If you want to create your dataset outside the CDSC Dataverse but have it listed you will need to:
- Go to the Main Harvard Dataverse Page
- Click "Click" → "Add a Dataset"
- Make sure that "Host Dataverse" says "Harvard Dataverse"
- Upload and fill out metadata fields (minimally, include a README.txt file to explain how to use your data and code)
- Publish/release!
- Click the "Link Dataset" button on your dataset page and then type/select the Community Data Science Collective Dataverse.
Finally, if you have already created a dataset and want it moved into the CDSC Dataverse, you will need to click the Support button on the top each page and write a message asking them to move it for you. They usually do this very quickly.
An open science workflow using dataverse[edit]
There are many ways to follow open science practices. One way to fit the CDSC dataverse into your open science workflow is as follows:
Step 1: Anonymous while under review[edit]
Some publications ask for an anonymized release of code and data. This is easy to do without breaking double-blind anonymity. Generate a code and data package that doesn't include information that will identify you, and then when uploading do not fill out metadata fields with authorship information and do not release (publish) your archive. Delete places where it autofills your name. Once your files are uploaded, under 'Edit Dataset', there's an option to 'Generate Private URL'. See details in the user guide. You'll see that this creates a blue box at the top of your archive which reads "Unpublished Dataset Private URL – Privately share this dataset before it is published:" -- that's the link to share with your reviewers (test this link with another browser to be sure that it doesn't reveal anything).
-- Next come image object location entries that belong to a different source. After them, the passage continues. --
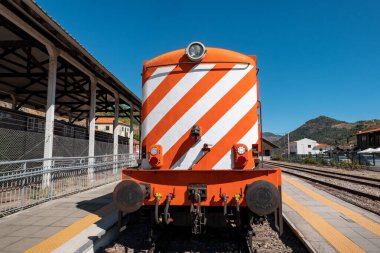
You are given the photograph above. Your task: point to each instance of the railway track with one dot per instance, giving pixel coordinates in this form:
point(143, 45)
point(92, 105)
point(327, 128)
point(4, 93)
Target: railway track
point(361, 191)
point(373, 182)
point(135, 238)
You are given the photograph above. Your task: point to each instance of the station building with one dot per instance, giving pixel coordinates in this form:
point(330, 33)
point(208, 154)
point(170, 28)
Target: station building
point(368, 139)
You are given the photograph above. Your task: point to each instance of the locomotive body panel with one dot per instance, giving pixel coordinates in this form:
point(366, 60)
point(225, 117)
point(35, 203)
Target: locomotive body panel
point(219, 95)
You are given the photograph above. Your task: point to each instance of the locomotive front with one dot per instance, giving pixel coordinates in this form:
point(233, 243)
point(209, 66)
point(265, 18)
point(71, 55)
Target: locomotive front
point(200, 141)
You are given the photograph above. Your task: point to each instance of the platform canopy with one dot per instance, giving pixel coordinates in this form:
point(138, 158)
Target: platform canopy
point(27, 38)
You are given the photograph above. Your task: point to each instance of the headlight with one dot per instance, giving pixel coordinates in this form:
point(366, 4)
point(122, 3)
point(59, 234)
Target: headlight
point(195, 51)
point(154, 151)
point(241, 150)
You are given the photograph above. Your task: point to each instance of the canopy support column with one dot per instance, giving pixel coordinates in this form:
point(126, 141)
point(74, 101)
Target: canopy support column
point(50, 110)
point(116, 134)
point(91, 132)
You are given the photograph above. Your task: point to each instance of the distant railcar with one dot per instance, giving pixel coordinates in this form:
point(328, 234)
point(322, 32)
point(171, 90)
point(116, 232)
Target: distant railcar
point(201, 141)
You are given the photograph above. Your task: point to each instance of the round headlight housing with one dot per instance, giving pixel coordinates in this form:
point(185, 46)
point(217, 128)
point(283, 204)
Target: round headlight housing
point(241, 150)
point(195, 51)
point(154, 151)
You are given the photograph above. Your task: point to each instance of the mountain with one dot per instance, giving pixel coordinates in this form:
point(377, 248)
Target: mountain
point(327, 130)
point(271, 136)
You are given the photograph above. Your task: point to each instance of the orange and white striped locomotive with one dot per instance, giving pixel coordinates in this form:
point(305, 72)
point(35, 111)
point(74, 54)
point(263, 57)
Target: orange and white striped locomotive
point(201, 140)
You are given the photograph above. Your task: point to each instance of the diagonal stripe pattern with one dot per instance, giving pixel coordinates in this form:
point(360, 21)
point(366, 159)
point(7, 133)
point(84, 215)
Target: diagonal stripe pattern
point(220, 99)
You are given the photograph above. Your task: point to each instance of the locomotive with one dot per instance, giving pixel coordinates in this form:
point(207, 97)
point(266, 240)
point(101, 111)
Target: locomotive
point(201, 139)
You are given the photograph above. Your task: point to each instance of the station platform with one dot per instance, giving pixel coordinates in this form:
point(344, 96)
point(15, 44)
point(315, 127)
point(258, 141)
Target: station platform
point(326, 223)
point(86, 221)
point(70, 224)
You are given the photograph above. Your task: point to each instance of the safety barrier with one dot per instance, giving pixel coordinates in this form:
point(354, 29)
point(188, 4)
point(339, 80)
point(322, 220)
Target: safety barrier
point(26, 183)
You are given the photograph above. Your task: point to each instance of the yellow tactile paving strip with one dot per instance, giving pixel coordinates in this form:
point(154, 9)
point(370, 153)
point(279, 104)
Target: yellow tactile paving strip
point(71, 231)
point(356, 217)
point(340, 242)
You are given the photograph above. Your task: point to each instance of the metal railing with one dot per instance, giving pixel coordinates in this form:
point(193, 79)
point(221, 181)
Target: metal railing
point(27, 183)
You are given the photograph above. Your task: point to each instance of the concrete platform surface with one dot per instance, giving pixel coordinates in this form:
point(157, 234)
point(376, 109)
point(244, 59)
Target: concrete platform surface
point(46, 227)
point(327, 223)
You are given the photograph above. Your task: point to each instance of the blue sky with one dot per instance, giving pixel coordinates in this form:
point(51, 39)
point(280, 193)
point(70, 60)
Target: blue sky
point(315, 57)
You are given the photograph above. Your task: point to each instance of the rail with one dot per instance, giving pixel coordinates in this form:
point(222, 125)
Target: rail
point(26, 183)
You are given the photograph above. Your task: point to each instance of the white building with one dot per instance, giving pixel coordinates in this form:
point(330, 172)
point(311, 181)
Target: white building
point(106, 125)
point(303, 147)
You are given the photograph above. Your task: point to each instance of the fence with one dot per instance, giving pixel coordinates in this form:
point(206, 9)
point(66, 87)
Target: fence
point(29, 182)
point(22, 137)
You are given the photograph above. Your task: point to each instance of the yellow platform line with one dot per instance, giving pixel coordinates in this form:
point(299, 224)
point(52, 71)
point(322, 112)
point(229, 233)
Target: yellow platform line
point(339, 241)
point(71, 231)
point(356, 217)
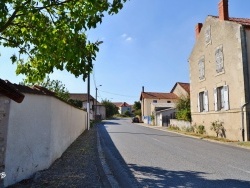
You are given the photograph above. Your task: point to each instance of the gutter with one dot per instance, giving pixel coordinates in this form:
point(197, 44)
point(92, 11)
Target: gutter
point(242, 115)
point(246, 77)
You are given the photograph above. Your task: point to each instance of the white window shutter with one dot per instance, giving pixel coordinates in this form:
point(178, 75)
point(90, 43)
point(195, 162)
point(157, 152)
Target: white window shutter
point(206, 100)
point(215, 100)
point(226, 97)
point(198, 105)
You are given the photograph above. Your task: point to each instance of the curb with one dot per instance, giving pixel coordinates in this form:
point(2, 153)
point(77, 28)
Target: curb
point(191, 136)
point(110, 180)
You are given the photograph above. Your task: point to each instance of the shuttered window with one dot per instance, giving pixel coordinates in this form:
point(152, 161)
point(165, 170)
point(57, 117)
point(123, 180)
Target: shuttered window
point(203, 101)
point(221, 98)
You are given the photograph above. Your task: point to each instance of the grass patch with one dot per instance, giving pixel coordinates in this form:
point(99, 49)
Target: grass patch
point(202, 136)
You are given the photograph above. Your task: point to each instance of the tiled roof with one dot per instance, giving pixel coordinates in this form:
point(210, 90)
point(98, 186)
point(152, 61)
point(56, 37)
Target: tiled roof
point(80, 96)
point(242, 21)
point(185, 86)
point(155, 95)
point(121, 104)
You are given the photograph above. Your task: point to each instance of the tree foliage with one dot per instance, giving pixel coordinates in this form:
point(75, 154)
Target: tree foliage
point(183, 109)
point(55, 86)
point(51, 34)
point(111, 109)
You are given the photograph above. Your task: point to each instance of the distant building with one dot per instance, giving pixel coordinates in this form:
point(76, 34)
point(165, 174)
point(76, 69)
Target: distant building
point(123, 107)
point(152, 102)
point(219, 74)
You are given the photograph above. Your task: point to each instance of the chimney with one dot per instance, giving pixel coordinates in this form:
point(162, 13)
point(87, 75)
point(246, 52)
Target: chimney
point(198, 29)
point(223, 10)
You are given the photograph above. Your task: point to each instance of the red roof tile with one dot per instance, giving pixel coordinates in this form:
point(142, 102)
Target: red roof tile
point(121, 104)
point(80, 96)
point(242, 21)
point(185, 86)
point(156, 95)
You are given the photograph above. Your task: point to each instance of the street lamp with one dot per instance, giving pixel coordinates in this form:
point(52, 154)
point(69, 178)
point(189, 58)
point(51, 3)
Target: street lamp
point(96, 100)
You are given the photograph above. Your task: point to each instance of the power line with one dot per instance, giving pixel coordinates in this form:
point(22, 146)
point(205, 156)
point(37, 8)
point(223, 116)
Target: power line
point(118, 94)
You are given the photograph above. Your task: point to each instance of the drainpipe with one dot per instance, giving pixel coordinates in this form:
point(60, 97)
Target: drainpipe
point(242, 114)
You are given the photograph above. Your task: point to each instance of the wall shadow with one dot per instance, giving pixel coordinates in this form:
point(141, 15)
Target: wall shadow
point(146, 134)
point(157, 177)
point(133, 175)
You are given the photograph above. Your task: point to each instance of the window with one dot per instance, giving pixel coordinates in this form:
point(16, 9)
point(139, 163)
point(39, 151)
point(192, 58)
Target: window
point(203, 101)
point(219, 59)
point(208, 35)
point(202, 68)
point(221, 101)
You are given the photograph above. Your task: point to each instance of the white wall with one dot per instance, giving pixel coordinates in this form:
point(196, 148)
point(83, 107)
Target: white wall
point(39, 130)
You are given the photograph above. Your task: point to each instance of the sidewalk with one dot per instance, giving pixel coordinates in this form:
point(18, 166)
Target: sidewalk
point(79, 166)
point(234, 144)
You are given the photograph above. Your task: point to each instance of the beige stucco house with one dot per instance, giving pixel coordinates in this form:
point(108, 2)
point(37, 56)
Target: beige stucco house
point(93, 103)
point(219, 74)
point(123, 107)
point(152, 102)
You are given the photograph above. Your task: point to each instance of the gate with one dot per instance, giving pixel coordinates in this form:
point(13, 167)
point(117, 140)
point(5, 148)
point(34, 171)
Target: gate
point(4, 114)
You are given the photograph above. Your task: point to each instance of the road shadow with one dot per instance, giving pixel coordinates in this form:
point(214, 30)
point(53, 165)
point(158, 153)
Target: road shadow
point(157, 177)
point(114, 159)
point(163, 135)
point(132, 175)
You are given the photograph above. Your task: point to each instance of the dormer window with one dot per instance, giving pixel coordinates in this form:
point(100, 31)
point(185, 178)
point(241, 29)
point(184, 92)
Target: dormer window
point(219, 59)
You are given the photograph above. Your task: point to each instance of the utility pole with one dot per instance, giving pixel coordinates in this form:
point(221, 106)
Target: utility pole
point(88, 103)
point(96, 100)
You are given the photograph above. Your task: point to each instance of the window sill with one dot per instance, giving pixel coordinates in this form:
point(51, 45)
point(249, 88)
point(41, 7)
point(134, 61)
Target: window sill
point(220, 73)
point(202, 80)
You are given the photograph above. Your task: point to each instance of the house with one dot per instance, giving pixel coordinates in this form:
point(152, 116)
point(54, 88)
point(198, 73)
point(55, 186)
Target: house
point(219, 74)
point(36, 127)
point(161, 106)
point(94, 105)
point(123, 107)
point(181, 89)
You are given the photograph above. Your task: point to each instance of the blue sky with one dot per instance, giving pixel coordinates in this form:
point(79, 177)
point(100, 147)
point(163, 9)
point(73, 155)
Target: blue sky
point(146, 44)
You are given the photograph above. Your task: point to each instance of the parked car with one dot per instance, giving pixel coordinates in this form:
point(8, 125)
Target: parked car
point(135, 120)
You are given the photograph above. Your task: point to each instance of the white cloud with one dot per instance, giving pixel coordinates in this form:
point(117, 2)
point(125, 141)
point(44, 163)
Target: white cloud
point(129, 39)
point(126, 37)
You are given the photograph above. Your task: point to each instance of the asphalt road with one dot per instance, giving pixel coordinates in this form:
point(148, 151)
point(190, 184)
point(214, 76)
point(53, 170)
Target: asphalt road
point(143, 157)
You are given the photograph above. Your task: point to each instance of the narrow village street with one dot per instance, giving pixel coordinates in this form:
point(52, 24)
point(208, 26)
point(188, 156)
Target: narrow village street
point(143, 157)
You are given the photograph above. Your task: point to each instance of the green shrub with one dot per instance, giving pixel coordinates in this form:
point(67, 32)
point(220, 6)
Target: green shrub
point(188, 129)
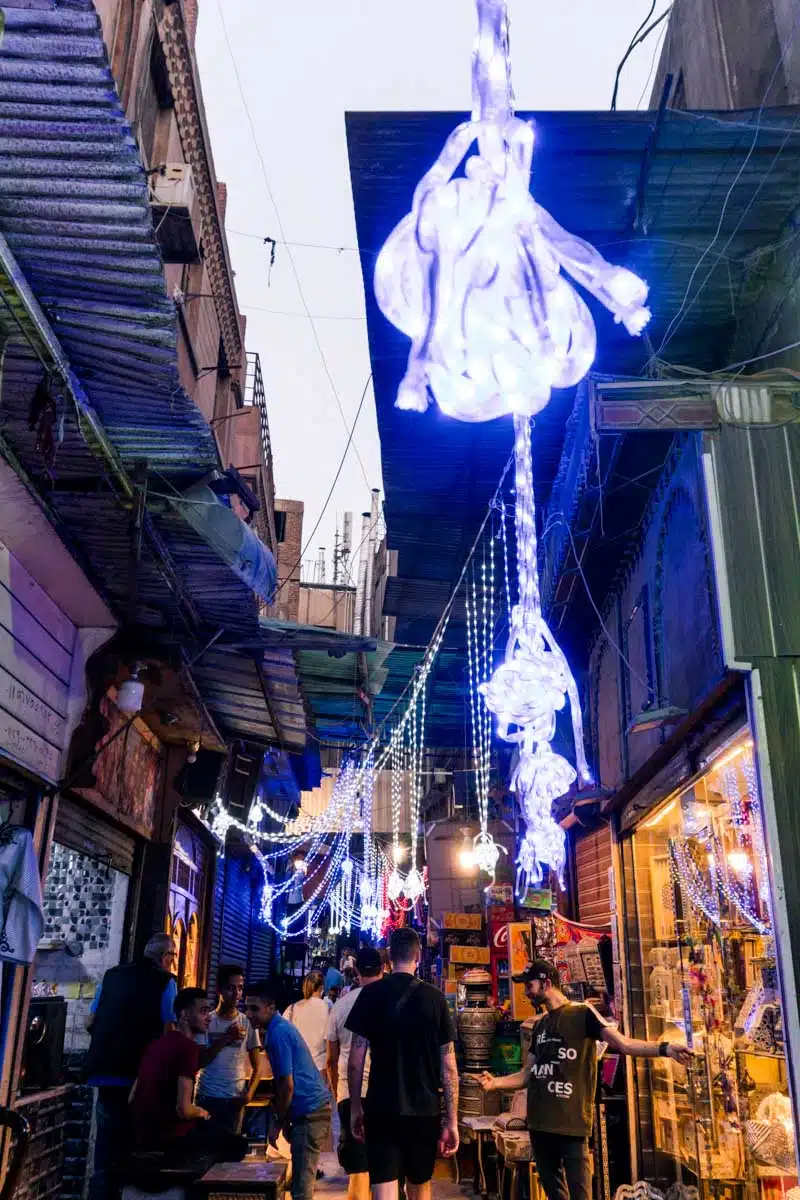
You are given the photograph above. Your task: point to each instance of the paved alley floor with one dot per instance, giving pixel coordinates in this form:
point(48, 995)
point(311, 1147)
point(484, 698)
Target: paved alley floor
point(334, 1185)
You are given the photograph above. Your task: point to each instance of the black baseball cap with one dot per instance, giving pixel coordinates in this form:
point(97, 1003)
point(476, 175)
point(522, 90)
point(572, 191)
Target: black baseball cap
point(541, 970)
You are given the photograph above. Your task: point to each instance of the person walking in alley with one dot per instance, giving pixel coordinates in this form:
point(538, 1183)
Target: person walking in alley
point(310, 1017)
point(561, 1075)
point(302, 1103)
point(132, 1007)
point(353, 1155)
point(230, 1056)
point(407, 1027)
point(166, 1117)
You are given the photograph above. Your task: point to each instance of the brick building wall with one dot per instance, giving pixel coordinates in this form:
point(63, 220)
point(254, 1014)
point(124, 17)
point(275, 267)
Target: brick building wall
point(663, 618)
point(289, 515)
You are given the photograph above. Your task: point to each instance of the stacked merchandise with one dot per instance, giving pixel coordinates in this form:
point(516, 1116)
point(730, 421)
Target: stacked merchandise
point(463, 948)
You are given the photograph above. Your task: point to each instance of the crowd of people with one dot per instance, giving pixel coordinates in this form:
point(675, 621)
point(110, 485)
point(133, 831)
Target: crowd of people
point(175, 1074)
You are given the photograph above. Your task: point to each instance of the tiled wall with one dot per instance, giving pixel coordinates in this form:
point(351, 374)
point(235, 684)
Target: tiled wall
point(84, 918)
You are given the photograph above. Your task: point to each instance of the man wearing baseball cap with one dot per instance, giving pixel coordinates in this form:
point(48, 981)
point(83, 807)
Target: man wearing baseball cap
point(561, 1077)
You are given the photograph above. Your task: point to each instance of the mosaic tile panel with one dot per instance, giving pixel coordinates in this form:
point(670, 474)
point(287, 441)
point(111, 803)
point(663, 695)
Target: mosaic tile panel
point(78, 899)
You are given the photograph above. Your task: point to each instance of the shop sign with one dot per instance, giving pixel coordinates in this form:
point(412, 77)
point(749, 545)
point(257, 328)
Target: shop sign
point(540, 899)
point(500, 941)
point(578, 954)
point(473, 955)
point(500, 894)
point(463, 921)
point(28, 749)
point(521, 954)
Step 2: Identified after acceptance[edit]
You might like to include a link to your dataverse in your paper; you might also want to add it to your accepted preprint before uploading the paper into arXiv. Fill out as many metadata fields as you find useful (authors, description, subject, keywords), ask a colleague to take a look at your archive, and then release it.
Step 3: Updated after publication[edit]
After your paper is published and the DOI goes live, why not add this information into your archive so that others can find it (the 'Related Publication' metadata field)?
Potential questions and problems[edit]
Oh no, I made an error in my archive![edit]
After an archive is released, you can make updates. But if you've realized that the previous version is sufficiently bad that you don't want it to be findable, the archive needs to be deleted or 'deaccessioned'.
What's this message about my data format and 'tabular ingest failed'?[edit]
Dataverse wants to be able to present your data in tabular form for people to view live without downloading, and is having trouble parsing what you uploaded. You can reformat, or you can ignore this error.
My replication package has a main directory and subdirectories -- how do I represent this?[edit]
Dataverse assumes everything is in the root. If you have subdirectories, the way to make this work is to upload the files from those subdirectories and then specify the file path using the UI that only shows up after you do the upload.